Senate Finance Committee advances Charles Rettig’s nomination to be IRS Commissioner. The panel approved the nomination by a party-line vote of 14-13. Democrats voted against Rettig because of new Treasury and IRS guidance that limits disclosure of donor information by some tax-exempt groups. Said the panel’s top Democrat Ron Wyden, “The Trump administration has taken a qualified nominee and dumped him right into the middle of a dark money political firestorm of their own creation.”
Don’t hold your breath for Tax Reform 2.0 in the Senate. The legislative agenda will not likely accommodate the House plan to make individual income tax cuts permanent before the November midterms, say Senate leaders. Like House Ways & Means Chairman Kevin Brady, Senate Finance Committee Chair Orrin Hatch wants tax cut permanence, but also wants a “viable path forward” and the right timing to achieve it. Tax cut popularity with the American public would help, too.
GOP Congressman wants a federal carbon tax to replace the gasoline tax. Though he voted in 2016 for a resolution declaring a carbon tax detrimental to the economy, Rep. Carlos Curbelo (R-FL) plans to propose a carbon tax on Monday. His bill would tax carbon emissions at $24 per metric ton, a price that would climb every year by 2 percent plus inflation. Estimated annual additional revenues are $57 billion to $106 billion a year, according to Columbia University’s SIPA Center on Global Energy Policy. Curbelo would direct those revenues toward infrastructure investments, and repeal the federal gasoline tax. The bill is not likely to advance, but Curbelo’s district is especially vulnerable to the effects of climate change… and voted for Hillary Clinton in 2016.
A carbon tax could help low-income households if paired with targeted tax rebates. The SIPA Center on Global Energy Policy released a new paper by TPC’s Joseph Rosenberg, Eric Toder, and Chenxi Lu. A carbon tax alone would require lower-income households to bear a moderately higher financial burden as a share of income than other households. But if the net revenue from the carbon tax were fully returned to households via rebates, the net combined effects could be more progressive.

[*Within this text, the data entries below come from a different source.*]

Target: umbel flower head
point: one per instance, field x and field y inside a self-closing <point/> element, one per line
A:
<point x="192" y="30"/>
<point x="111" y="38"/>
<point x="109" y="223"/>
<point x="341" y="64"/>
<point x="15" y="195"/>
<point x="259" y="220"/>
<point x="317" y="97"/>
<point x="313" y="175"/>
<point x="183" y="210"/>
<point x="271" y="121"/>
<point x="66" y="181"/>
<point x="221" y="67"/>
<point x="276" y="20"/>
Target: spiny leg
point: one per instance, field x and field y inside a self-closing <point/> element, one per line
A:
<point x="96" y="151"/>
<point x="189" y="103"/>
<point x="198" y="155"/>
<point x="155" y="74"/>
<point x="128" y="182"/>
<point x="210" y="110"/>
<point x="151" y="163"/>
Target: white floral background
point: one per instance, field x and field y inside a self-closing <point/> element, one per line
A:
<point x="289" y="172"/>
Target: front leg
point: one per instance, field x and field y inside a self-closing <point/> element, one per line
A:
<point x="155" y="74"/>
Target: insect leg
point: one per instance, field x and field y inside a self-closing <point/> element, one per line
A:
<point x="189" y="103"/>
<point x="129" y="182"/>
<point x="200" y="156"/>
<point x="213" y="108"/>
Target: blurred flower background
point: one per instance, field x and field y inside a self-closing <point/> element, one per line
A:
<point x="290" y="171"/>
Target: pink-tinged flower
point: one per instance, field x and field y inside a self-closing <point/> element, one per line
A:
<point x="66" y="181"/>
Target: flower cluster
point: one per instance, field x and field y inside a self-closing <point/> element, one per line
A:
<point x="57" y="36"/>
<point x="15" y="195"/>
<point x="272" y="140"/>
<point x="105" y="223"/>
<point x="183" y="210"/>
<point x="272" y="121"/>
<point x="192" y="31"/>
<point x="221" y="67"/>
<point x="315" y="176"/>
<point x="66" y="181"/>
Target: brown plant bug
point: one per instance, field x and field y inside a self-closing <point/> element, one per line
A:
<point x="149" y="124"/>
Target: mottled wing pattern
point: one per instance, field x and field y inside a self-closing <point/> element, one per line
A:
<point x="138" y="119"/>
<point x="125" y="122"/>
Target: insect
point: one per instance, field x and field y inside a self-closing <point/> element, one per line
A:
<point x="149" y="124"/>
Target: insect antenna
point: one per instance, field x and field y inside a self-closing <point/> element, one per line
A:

More congressional and corporate pressure to ditch some tariffs. In their letter to Commerce Secretary Wilbur Ross, a bipartisan group of 149 members of Congress warn that tariffs, quotas or other restrictions on the industry will greatly diminish the benefits of the auto industry. Separately, seven auto industry groups wrote in a joint letter that “Raising tariffs on autos and auto parts would be a massive tax on consumers who buy or service their vehicles.”
New York begins a tax probe of the Trump Foundation. Tax officials in the state want to determine whether the foundation has broken state laws, and may refer findings for criminal prosecution. There are no released details of what officials are specifically investigating, but there may be overlap with New York Attorney General Barbara Underwood’s investigation of the Trump Foundation. Her lawsuit claims that the foundation used its funds illegally to settle business disputes and promote then-candidate Donald Trump’s presidential campaign.